Some questions about RL_application_env.py

Tangsuuu commented 2 years ago

Hi, I find self.check_activity() will change the size of self.action_space = spaces.Box() in RL_application_env.py init(). Will it cause wrong action_space size init in the model?

H2SO4T commented 2 years ago

Hi, no it should not give any kind of issue. In case you encountered a bug, please give me your configuration and the apk that crashes.

Tangsuuu commented 2 years ago

It didn't crash. I my test case of BookyMcBookface.apk.
self.action_space = spaces.Box(low=numpy.array([0, 0, 0]),high=numpy.array([self.ACTION_SPACE, len(self.strings) - 1, 1]), dtype=numpy.int64) self.ACTION_SPACE is 30. But after self.check_activity() in init(), self.action_space.high[0] = len(self.views) + self.shift is seted. So self.action_space is changed to spaces.Box(low=numpy.array([0, 0, 0]),high=numpy.array([4, len(self.strings) - 1, 1]). Then self.action_space is used to set the action_space in SAC model. It will cause wrong ACTION_SPACE in SAC model. The right ACTION_SPACE should be 30 in your parameter.

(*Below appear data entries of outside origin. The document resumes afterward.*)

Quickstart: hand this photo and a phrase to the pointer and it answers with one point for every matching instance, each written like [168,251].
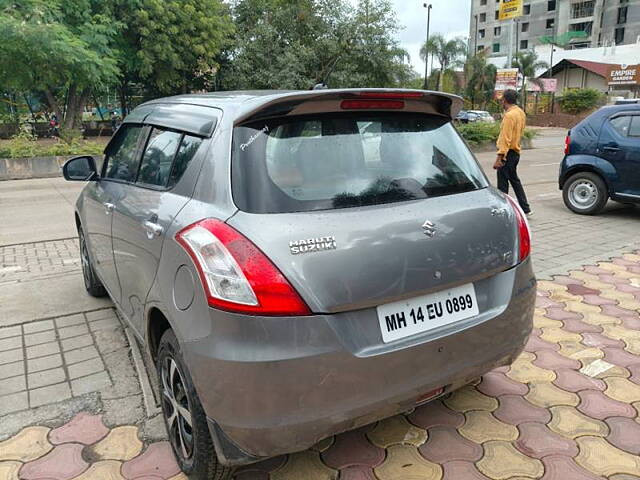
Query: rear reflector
[524,233]
[429,395]
[372,105]
[235,274]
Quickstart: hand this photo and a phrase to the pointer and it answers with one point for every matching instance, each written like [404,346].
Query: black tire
[585,193]
[91,282]
[191,444]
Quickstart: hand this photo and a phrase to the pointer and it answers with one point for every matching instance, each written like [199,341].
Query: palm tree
[481,78]
[528,64]
[448,53]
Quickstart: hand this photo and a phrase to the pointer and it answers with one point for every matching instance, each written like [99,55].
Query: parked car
[602,160]
[299,264]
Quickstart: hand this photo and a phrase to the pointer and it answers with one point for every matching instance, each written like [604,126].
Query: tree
[447,52]
[61,48]
[170,46]
[295,44]
[481,79]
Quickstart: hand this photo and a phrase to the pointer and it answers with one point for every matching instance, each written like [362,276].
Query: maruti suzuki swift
[299,264]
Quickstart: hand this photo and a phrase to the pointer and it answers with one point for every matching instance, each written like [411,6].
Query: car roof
[243,104]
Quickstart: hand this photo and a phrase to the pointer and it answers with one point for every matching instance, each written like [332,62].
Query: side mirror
[80,169]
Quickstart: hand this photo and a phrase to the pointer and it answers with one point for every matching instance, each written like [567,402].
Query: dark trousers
[509,174]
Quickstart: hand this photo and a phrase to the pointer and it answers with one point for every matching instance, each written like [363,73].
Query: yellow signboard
[510,9]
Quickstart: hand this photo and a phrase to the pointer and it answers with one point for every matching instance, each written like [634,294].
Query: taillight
[372,104]
[524,233]
[235,274]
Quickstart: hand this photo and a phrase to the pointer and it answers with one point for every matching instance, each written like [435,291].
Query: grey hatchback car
[300,264]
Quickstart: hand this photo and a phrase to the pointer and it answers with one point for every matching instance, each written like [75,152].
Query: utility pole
[426,46]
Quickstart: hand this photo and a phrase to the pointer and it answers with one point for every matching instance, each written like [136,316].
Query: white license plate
[420,314]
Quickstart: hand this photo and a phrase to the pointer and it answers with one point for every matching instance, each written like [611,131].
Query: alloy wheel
[176,409]
[583,194]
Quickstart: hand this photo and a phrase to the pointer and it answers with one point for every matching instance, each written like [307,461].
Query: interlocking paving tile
[573,381]
[537,441]
[357,473]
[468,398]
[622,390]
[502,461]
[547,394]
[103,470]
[64,462]
[304,465]
[597,405]
[404,461]
[624,434]
[495,384]
[445,444]
[571,423]
[353,449]
[83,428]
[515,410]
[551,360]
[157,460]
[29,444]
[435,414]
[482,426]
[602,458]
[459,470]
[558,467]
[121,443]
[523,371]
[396,430]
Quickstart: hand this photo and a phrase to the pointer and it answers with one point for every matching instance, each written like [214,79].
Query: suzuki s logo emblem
[429,229]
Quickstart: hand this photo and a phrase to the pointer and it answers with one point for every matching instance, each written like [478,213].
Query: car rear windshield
[330,161]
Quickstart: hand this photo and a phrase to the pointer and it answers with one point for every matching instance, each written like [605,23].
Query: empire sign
[623,75]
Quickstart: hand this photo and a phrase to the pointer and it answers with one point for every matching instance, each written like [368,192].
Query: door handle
[153,229]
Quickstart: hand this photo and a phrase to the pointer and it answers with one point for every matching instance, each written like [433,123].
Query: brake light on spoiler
[378,100]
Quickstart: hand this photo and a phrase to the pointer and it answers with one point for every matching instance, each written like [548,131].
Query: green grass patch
[21,146]
[479,133]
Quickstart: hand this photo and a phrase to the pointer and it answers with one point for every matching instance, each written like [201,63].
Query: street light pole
[426,46]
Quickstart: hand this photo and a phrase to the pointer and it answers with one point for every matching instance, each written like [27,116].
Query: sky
[448,17]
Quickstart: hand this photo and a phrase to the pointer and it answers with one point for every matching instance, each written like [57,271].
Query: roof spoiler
[328,100]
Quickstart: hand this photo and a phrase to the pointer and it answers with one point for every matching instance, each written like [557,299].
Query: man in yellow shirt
[508,157]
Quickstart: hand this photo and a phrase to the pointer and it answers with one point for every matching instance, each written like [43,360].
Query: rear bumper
[278,385]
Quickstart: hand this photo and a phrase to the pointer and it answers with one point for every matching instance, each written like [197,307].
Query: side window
[621,125]
[186,152]
[634,129]
[158,156]
[122,162]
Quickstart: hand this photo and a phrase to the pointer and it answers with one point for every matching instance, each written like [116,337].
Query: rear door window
[158,156]
[621,124]
[346,160]
[634,127]
[122,154]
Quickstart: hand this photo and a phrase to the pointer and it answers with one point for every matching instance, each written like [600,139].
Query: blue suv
[602,160]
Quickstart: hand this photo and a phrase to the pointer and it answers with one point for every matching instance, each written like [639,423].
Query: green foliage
[447,52]
[580,100]
[25,146]
[295,44]
[479,133]
[481,79]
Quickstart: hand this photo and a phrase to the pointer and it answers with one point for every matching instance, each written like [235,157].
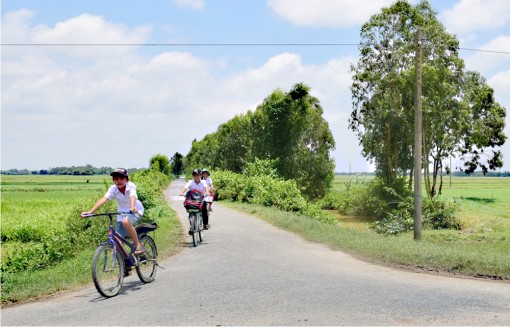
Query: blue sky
[120,105]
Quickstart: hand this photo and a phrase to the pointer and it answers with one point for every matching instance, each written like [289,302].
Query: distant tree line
[77,171]
[287,129]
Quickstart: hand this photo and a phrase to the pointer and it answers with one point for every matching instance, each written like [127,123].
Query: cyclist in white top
[198,184]
[124,192]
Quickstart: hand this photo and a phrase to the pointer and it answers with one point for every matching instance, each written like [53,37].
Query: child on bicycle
[206,176]
[124,192]
[198,184]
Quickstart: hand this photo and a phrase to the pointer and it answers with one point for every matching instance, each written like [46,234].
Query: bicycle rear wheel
[147,264]
[107,271]
[201,228]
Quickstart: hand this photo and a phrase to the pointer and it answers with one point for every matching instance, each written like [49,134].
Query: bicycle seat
[145,228]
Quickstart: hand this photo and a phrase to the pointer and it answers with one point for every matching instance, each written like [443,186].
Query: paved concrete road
[250,273]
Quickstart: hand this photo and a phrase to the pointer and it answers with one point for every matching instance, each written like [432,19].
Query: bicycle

H2SO4T commented 2 years ago

It is normal to resize the action space during the exploration. It is resized to match the number of widgets that ARES can interact with. In fact, the number of widgets that an activity has may vary over time. However, the number also changes between activities.

Let us say that the ACTION_SPACE of dimension 30 is the upper limit of widgets that ARES can manage.

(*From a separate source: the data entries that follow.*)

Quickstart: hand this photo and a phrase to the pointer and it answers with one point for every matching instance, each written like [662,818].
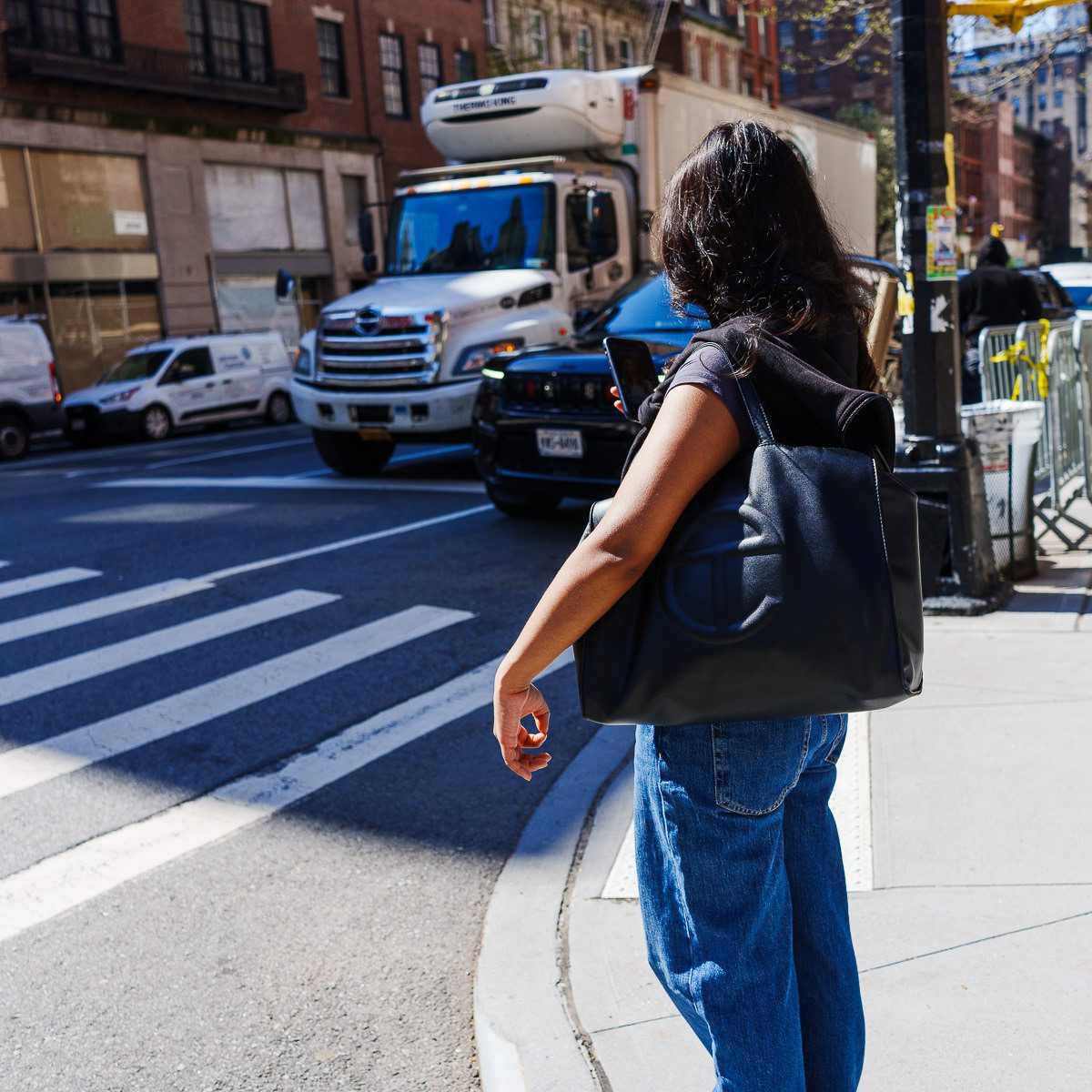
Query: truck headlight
[304,365]
[476,358]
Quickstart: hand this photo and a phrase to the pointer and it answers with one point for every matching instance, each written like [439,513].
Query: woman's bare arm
[693,438]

Tangsuuu commented 2 years ago

I may didn't understand the init() of SAC model. I just think if the SAC model is initialized with ACTION_SPACE = 4, it will not predict the action_number[0] more than 4. Will the upper limit of predicted action_number[0] in SAC model changed according to the resize the action space during the exploration?

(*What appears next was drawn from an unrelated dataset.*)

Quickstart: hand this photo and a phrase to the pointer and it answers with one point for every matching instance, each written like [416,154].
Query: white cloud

H2SO4T commented 2 years ago

If you look at line 173 in RL_application_env.py I'm setting the action_space to the "maximum_dimension" of 30. Then at line 178, I call self.check_activity() that actually resizes the action_space to the correct dimension. At last self.check_activity() is recalled each time that the GUI changes.

Tangsuuu commented 2 years ago

Thanks for your reply. I konw the ACTION_SPACE is changed with the GUI changes. But the size of prediction of SAC model didn't changed with action_space resizes in self.check_activity(). In my test, the SAC model is initialized with the ACTION_SPACE = 4 ( line 178 self.check_activity() ). Then self.check_activity() is recalled each time that the GUI changes than change the ACTION_SPACE in RL_application_env, but it don't change the ACTION_SPACE in SAC model. The prediction of the model is fixed to ACTION_SPACE = 4 in initialization.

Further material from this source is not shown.